There is a sense of finality about this showdown between Aung San Suu Kyi, and army chief and coup leader, Min Aung Hlaing.
At 75-years-old, Aung San Suu Kyi is facing prison sentences that could put her in jail for the rest of her life, permanently sidelining her from a political arena she has defined for decades.

Tarnished icon
Aung San Suu Kyi emerged as a political force during the 1988 uprisings against a previous military regime, perfectly primed to take the helm of Myanmar’s pro-democracy movement during a period of instability. The daughter of independence icon Aung San, she had just returned from the United Kingdom, where she studied at Oxford and had married a British man.
But while she was a global superstar as an activist, many of her biggest supporters were disappointed once she was in power.
In 2017, hundreds of thousands of mostly Muslim Rohingya fled into Bangladesh as the military unleashed a brutal crackdown in the western state of Rakhine.
The Nobel Prize winner did not condemn the military’s actions and, after a case of genocide was brought before the International Court of Justice in The Hague, she travelled to the Netherlands to defend what the generals had done.
“Aung San Suu Kyi’s domestic popularity only grew as she transitioned from dissident to national leader. Internationally, she fell spectacularly from grace as a result of the violence against the Rohingya, in which she was seen as complicit by denying the extent of abuses and defending the military,” said Horsey.
Activist and protest leader Thinzar Shunlei Yi is one of many young human rights defenders who grew up idolising Aung San Suu Kyi, only to be let down by her time in power.
“She was the reason why I became a woman human rights defender,” she said. But as violence against the Rohingya grew, Thinzar Shunlei Yi became one of the only people to speak out against it, putting her at odds with her hero and her throngs of supporters.
“I was outspoken against her and got a lot of backfire,” she said.
Calls for radical change
It was not just during the Rohingya crisis where Aung San Suu Kyi failed to live up to expectations.
When two Reuters journalists were arrested for exposing the military killings of Rohingya civilians, Aung San Suu Kyi said the case “had nothing to do with freedom of expression at all”. During her time in power, journalists and Facebook users faced criminal charges for criticising NLD politicians.
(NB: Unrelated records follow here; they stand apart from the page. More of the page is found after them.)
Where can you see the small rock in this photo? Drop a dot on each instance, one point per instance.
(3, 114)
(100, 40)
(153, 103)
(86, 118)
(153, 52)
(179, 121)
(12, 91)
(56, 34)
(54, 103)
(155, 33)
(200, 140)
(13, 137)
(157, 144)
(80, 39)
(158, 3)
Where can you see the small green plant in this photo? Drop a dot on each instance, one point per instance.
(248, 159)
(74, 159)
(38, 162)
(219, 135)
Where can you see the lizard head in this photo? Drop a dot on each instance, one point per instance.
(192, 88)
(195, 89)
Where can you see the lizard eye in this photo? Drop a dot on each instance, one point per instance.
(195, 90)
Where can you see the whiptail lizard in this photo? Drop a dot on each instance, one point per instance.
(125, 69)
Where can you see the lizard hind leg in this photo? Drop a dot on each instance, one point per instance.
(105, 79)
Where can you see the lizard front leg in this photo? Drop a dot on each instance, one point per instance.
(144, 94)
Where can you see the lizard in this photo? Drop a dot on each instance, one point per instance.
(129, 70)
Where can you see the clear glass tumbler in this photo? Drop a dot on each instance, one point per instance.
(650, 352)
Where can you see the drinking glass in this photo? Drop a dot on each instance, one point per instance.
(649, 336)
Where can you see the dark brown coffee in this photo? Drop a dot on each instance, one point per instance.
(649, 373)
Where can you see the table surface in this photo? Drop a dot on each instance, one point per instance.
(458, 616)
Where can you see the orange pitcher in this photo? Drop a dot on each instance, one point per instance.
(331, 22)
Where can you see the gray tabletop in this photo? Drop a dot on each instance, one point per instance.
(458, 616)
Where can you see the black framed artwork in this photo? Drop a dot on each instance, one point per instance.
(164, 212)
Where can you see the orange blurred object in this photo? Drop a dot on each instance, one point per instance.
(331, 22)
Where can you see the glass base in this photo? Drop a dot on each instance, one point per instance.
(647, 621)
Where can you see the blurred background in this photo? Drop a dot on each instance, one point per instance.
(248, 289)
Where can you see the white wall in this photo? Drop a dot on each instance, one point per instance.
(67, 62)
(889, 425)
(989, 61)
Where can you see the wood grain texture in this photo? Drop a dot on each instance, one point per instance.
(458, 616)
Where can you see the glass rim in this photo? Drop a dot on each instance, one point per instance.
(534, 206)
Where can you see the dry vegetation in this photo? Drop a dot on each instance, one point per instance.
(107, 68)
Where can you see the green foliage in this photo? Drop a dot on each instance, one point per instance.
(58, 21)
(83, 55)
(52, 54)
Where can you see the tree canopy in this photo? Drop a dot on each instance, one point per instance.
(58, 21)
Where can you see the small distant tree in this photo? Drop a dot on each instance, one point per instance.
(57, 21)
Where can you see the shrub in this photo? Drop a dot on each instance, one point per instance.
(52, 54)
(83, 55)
With NLD leadership scattered or in prison after the coup, more progressive activists like Thinzar Shunlei Yi found themselves spearheading the initial resistance movement. They called for increasingly radical change, like abolishing the military-drafted 2008 constitution, the complete removal of the military from politics, the reform of the discriminatory 1982 Citizenship Law which helped render the Rohingya stateless, and armed revolution rather than non-violent resistance.